Star Story
Fri Nov 17, 2000 - Updated at 09:21 AM
Mathematicians work on ways to wipe out measles
Formula an offshoot of bid to save endangered species
Peter Calamai
SCIENCE REPORTER
OTTAWA - David Earn is seeking a mathematical formula to help wipe measles and other infectious diseases off the face of the Earth.
That formula might say it's best to vaccinate everyone who hasn't already had a measles shot at the same time every year, rather than the current practice of vaccinating children at 13 months.
Such a practice could synchronize the ebb and flow of measles so that epidemics and low-disease periods occurred everywhere at the same time.
``That policy gets a bigger impact for the same resources, because during those low periods the disease may simply burn itself out'' says Earn, a mathematics professor at McMaster University.
Such a detailed scenario is still only speculation right now but Earn and two fellow researchers take a major step toward that goal in an article published today in Science magazine.
At first glance, the Science article seems unrelated to better vaccination strategies. It lays out mathematical rules to ensure that proposed schemes to save endangered species don't instead hasten their extinction.

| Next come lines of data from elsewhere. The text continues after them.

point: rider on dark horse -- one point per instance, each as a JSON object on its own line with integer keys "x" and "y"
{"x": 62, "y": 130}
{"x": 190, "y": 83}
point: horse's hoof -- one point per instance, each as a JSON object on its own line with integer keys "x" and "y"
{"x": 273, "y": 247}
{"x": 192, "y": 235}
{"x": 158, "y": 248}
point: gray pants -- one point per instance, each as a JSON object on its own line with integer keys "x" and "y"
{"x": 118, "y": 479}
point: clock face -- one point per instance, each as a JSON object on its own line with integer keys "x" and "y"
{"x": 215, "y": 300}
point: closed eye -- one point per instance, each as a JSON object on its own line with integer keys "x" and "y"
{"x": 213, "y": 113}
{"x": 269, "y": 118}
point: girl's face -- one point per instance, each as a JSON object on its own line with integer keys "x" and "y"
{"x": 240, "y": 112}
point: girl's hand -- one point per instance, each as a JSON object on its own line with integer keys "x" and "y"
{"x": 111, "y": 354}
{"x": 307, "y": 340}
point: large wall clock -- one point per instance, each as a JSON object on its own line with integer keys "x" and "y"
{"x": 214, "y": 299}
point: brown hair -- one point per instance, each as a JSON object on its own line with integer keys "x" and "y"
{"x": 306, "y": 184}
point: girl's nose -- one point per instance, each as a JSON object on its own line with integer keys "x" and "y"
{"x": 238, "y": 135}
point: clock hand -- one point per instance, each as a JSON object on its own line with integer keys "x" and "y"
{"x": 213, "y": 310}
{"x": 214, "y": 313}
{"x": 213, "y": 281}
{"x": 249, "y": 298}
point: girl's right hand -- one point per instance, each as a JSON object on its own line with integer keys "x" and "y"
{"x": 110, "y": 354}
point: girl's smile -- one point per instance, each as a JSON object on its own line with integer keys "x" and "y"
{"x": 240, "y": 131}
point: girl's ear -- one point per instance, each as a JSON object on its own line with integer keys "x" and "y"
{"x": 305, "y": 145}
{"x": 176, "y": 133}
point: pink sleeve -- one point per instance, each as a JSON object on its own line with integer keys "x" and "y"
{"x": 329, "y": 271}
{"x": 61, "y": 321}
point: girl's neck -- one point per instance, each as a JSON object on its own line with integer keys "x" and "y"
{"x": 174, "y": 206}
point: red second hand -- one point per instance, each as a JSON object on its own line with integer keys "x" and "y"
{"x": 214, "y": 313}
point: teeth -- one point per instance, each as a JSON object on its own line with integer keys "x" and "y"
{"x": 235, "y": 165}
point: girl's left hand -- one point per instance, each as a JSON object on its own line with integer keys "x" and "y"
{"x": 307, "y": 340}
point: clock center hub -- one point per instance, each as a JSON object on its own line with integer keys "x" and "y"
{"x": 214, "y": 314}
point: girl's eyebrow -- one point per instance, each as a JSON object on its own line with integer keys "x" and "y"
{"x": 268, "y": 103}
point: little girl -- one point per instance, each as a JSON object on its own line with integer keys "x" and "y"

Earn explains that the same complex math applies to forecasting the dynamics of widely different natural populations, ranging from the measles virus to endangered species like the Florida panther.
``Eradicating infectious diseases is just the opposite of saving an endangered species,'' he says.
But the endangered species case is mathematically simpler than infectious diseases, so the researchers tackled it first. They are now adapting the approach to make the measles vaccination more effective.
``We understand the most about how measles spreads in the population and what has caused changes in the pattern of epidemics over the past century,'' Earn says. He added that measles vaccine provides nearly 100 per cent protection from infection.
The equations published today allow ecologists to predict whether it's wise to open a corridor between isolated groups of a threatened species. Rudimentary corridors have already been cut for Florida's vanishing panther and for elephants in India.
But opening such corridors might synchronize population fluctuations among the endangered species in the previously separated areas, actually making them more vulnerable to extinction than before.
Earn and colleagues Simon Levin of Princeton University and Pejman Rohani of Cambridge University conclude that this potential danger can be avoided by determining the dispersal pattern of the species - with and without corridors - and the maximum offspring in a season.
These values are then plugged into the new formulas which forecast the impact of building the corridors.
This new tool was welcomed by an expert who studies animals whose habitat has become fragmented.
``We're not 100 per cent sure that corridors are always a good idea,'' says André Desrochers, a behavioural ecologist in the forestry faculty at Quebec's Laval University.